If we can agree quality indicators, we will be able to determine appropriate measurements that in turn could drive benchmarks and improvement.
So what are the quality indicators for a contract, in your mind?”
I received a couple of answers and they illustrate why this should be a key issue for us. I share these inputs with you – but please add your comments so that we can consolidate the thoughts of our community and develop an answer to the very important question ‘What is the purpose of a contract?’
“Quality contracting results in no surprises for either party. The customer requirements and vendor commitments are fully aligned and both parties have one and same expectation of what contract compliance or fulfillment looks like.

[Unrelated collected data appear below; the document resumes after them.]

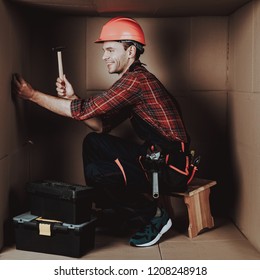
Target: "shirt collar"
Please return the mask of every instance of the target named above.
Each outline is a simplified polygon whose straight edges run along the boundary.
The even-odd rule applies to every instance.
[[[144,65],[144,64],[138,59],[130,65],[128,71],[133,72],[137,67],[142,66],[142,65]]]

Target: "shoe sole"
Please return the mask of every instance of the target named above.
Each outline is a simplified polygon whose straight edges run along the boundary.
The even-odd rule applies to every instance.
[[[166,233],[172,226],[172,220],[169,219],[168,222],[166,223],[166,225],[164,225],[161,229],[161,231],[157,234],[157,236],[150,242],[144,243],[144,244],[131,244],[134,245],[136,247],[148,247],[148,246],[152,246],[154,244],[156,244],[161,237],[163,236],[164,233]]]

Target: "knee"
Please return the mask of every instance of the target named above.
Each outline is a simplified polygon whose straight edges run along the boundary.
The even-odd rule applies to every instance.
[[[90,132],[83,140],[83,153],[92,153],[98,151],[102,147],[103,134],[97,132]]]
[[[93,144],[97,143],[98,138],[99,138],[99,133],[90,132],[83,140],[83,147],[92,146]]]

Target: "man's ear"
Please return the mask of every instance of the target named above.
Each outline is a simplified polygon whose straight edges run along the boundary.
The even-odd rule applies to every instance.
[[[129,58],[134,58],[135,57],[135,55],[136,55],[136,46],[131,45],[128,48],[128,55],[129,55]]]

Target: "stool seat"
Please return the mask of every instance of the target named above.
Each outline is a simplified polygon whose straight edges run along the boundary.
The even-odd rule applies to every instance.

The outcomes or deliverables for the contract (flowing both ways) are objective and measurable. There is no gray area or white space to be debated at a later time. New players coming into the engagement mid-stream can read the contract and understand clearly what the obligations and expectations of the parties were at signing and are going forward.
Well over 80% of the disputes and disconnects I see are due to poor scope language. And that is not just referring to the SOW, for scope requirements can be in any number of documents. The standard I use is a six sigma concept (at least that is where I was introduced to it) of goals or deliverables being SMART. SMART stands for deliverables that are
- Specific criteria for success or compliance — not vague, but focused and clear
- Measurable — measures that result in any 3rd party, not familiar or close to the deal, can determine objectively whether a requirement has been met or not
- Aggressive but achievable
- Relevant to the strategy or goal
- Time-bounded (there is a due date)
Certainly, most contracts have these characteristics imbedded. The biggest issues, in my experience, are around S and M of the acronym. “
And a member in Italy suggested that: “Thought it is really difficult and it is even down to how we do measure the success of a negotiation.
I’ve been pondering what could be an objective criteria of a good quality, though I couldn’t find any applicable world-wide. For instance, let’s consider the number of disputes once a contract has been signed. I’ve been engaged to negotiate a 3-yrs agreement of ca 7$75M USD ending up with terrible Ts&Cs (anyone on earth would have considered of poor quality) though we didn’t have any issue w/ the customer for more than 5 yrs. At the other extent we had a smaller value agreement (ca 25M over 2 years) that was almost including standard T&C for my ex-company: after few months we were close to go to court. In fact the attitude to use contract and to be litigious it really varies from culture to culture….
So if anyone has some bright ideas, I will be happy to implement them in my team.”
Please add your thoughts. And thanks, Rebecca, for inspiring the question!